On 1st Jun 2015 we successfully raised £5,006 of £3,000 target with 140 supporters in 42 days

New stretch target

If we are successful in over-funding then we will be able to take out adverts in journals and additionally promote the book through a series of launch events dramatically increasing its impact and distribution. 

Plen an Gwari: the Playing Places of Cornwall 

- we are going to publish a beautiful illustrated book written by Will Coleman, opening-up the undiscovered treasures of medieval Cornish theatre culture.

‘Devils and Devices to delight as well the Eye as the Ear’

A throng of people thousands strong, surrounded by magnificent pavilions, performers in splendid costumes, massed chorus and musicians, live animals, guns and fireworks; the theatre culture of medieval Cornwall would have delivered an epic, immersive experience.

Spectacular, outdoor performances lasting for several days were once staged, involving the whole community in a celebration of the lives of Cornish saints or illuminating religious stories.
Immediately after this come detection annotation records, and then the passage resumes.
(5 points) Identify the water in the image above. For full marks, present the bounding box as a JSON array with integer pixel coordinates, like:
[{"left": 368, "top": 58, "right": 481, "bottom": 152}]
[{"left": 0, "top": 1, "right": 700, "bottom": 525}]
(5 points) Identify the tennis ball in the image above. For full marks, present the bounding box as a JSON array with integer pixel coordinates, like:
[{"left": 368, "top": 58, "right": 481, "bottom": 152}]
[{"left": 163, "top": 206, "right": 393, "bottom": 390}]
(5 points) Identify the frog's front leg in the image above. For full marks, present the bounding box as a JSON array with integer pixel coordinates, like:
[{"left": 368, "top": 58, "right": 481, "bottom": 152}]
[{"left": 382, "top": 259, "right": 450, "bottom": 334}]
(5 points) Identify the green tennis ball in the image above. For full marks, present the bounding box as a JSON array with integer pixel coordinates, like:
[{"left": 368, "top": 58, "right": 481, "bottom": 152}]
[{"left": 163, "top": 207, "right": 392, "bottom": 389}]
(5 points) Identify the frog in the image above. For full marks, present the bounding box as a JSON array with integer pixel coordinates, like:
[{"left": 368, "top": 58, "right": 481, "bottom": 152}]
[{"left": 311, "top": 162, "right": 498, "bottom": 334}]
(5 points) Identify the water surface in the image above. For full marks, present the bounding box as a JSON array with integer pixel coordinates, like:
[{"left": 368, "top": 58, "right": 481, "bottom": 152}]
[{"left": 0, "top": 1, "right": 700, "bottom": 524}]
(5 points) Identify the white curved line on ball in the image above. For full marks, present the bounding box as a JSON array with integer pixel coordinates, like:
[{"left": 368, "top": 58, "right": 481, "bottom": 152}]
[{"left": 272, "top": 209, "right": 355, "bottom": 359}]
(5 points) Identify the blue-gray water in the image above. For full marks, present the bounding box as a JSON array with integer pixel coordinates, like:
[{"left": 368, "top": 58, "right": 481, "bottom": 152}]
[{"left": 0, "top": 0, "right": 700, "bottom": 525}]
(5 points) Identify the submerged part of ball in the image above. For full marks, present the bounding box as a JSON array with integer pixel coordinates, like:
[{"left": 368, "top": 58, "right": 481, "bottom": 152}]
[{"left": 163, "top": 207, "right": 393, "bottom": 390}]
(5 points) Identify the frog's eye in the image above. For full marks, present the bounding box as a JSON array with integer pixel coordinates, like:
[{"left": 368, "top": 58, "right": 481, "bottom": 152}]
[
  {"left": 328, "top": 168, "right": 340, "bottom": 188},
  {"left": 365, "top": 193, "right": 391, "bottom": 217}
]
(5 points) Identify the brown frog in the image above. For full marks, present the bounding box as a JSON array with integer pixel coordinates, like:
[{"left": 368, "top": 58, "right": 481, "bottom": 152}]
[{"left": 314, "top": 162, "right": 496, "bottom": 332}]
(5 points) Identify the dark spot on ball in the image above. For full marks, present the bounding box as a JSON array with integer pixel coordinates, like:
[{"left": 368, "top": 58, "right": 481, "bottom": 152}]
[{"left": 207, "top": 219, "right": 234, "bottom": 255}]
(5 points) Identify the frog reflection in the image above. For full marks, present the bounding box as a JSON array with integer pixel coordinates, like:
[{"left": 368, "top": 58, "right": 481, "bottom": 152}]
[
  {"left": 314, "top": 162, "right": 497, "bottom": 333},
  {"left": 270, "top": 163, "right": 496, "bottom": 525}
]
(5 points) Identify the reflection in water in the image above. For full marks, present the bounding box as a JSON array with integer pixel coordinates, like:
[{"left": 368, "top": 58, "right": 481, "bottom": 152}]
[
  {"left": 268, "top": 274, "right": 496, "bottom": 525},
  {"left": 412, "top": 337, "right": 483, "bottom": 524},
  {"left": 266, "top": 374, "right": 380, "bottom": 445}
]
Two well known examples of Plen an Gwari (amphitheatres) survive at St Just and at Perran Round - these have good reason to be considered the oldest working theatres in Britain. 

But, more than 30 other sites across Cornwall have now been located; some say that 'every parish had one'.

Our new book, written by Will Coleman, is packed with illustrations from leading Cornish artists (Brian Hoskin, Trystan Mitchell, Heidi Ball, Daryl Waller and Emily Henshall) as well as other diagrams and pictures helping to explain the phenomenon.

'Plen an Gwari; the Playing Places of Cornwall' will;

  • take us through the first-hand evidence and explore an array of other historical clues, some never previously published.
  • conjure up for us the extraordinary experience of going to one of these epic 'Gwari Meur' shows. 
  • explain why the Plen an Gwari became so popular, how they were used to champion the Cornish language and why they were supressed.
  • suggest that the whole of Shakespearean theatre practice may well have been built on Plen an Gwari experience.
  • show how Cornish theatre companies today (eg Kneehigh, Wild Works, Golden Tree...) have been successfully reclaiming the Plen an Gwari form.
  • give each of us the pointers to find out if we have our own long-lost Plen an Gwari in our back garden

The Plen an Gwari illustrations and community project have been paid for by a Heritage Lottery Fund grant; we now need extra funding to pay for the graphic design and printing to make sure we produce a truly beautiful book as befits this precious and previously under-celebrated subject matter.

 SUGGESTED FRONT COVER DESIGN (by Gendalls of Falmouth): waddyreckon?